2.7. Evidence of Involvement of Polymorphic Variants of UCP Genes in Adaptation to Cold Climate
For the first time, a method utilizing four criteria has been developed to assess the role of polymorphic variants in UCP genes in human adaptation to cold environments. The following criteria were applied: (1) the presence of associations of polymorphic variants of UCP genes with the levels of hormones of the pituitary–thyroid axis (TSH, FT3 and FT4) (n = 94), (2) the presence of associations of polymorphic variants of UCP genes with changes in thyroid homeostasis (SPINA) (n = 61), (3) the presence of associations of polymorphic variants of UCP genes with BSA (n = 279), (4) the presence of directional selection natural signals for polymorphic variants of UCP genes (n = 279).
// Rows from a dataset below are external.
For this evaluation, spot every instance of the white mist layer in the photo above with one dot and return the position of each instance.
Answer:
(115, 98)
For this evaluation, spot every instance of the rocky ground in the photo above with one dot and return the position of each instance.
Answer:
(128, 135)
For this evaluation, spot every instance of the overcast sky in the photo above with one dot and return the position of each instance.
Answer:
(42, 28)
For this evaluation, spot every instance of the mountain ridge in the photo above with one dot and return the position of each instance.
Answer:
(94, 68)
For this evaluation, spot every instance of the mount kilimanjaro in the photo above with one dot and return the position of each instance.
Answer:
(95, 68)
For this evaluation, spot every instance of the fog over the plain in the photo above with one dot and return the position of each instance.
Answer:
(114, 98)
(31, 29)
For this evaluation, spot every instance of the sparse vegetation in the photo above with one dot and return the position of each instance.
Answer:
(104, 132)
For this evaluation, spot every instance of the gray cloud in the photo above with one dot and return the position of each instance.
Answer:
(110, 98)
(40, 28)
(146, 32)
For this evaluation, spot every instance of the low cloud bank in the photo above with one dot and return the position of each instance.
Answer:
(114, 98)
Each criterion was evaluated based on the strength of its influence, expressed in points (ranging from 0 to 3), according to the significance level of the p-value determined by the results of the association analyses (Table 2). The maximum total score for all four criteria was 21 points. To determine the minimum threshold, we used a cut-score percentage method. In this method, we fixed the 25th percentage as the minimum threshold. The study design is presented in the Supplementary Materials (Chapter S1, Figure S1).
2.8. Statistical Analysis
The results were analyzed using the computer software for statistical data editing, Statistica 13.5 (TIBCO Software Inc., Santa Clara, CA, USA). Values of p ≤ 0.05 were considered statistically significant. Quantitative results are reported as the mean ± standard deviation. Comparative analysis between the three genotypes was performed using the Kruskal–Wallis H test. Comparative analysis between two genotypes and alleles was carried out using the Mann–Whitney U test.
3. Results
3.1. Assessment of the Contribution of Polymorphic Variants of UCP Genes in Human Adaptation to Cold
For the first time, the combined approach for analyzing the contribution of polymorphic variants of UCP genes in human adaptation to cold was developed. This approach was based on four criteria that can show signs of involvement of genes and their variants in cold adaptation. For each criterion, statistical analyses were performed for nine polymorphic variants of UCP1-6 genes (Supplementary Materials, Chapters S2–S6, Tables S1–S5, and Figure S2). According to the results of these analyses and the evaluation of the strength of the criteria influence on cold adaptation, certain scores (from 0 to 3) were assigned for the nine polymorphisms of UCP genes (Table 3). Based on the minimum threshold of six points, two gene variants, UCP1 (rs3811787) and UCP3 (rs1800849), were found to be most involved in the process of adaptive thermogenesis, as shown in Table 3. The results indicate the involvement of these variants in human adaptation to a cold climate. The rs3811787 (−412A > C) polymorphism of the UCP1 gene is located at the − 412 position upstream of the transcription start site, and it is in moderate linkage disequilibrium (r^2^ = 0.53) with the second polymorphism rs1800592 [61]. Perhaps for this reason, the frequencies of these two polymorphisms of the UCP1 gene (rs1800592 and rs3811787) are similar, and both have positive selection signals for cold climates. The rs1800849 (−55C/T) polymorphism of the UCP3 gene is situated in the promoter region, and the second polymorphism, rs2075577 (+2546T/C) of this gene is located in exon 3 [62]. We assume that these two polymorphisms are independent of each other, and therefore, for the rs2075577 polymorphism, no associations or natural selection signals similar to those observed for rs1800849 were found.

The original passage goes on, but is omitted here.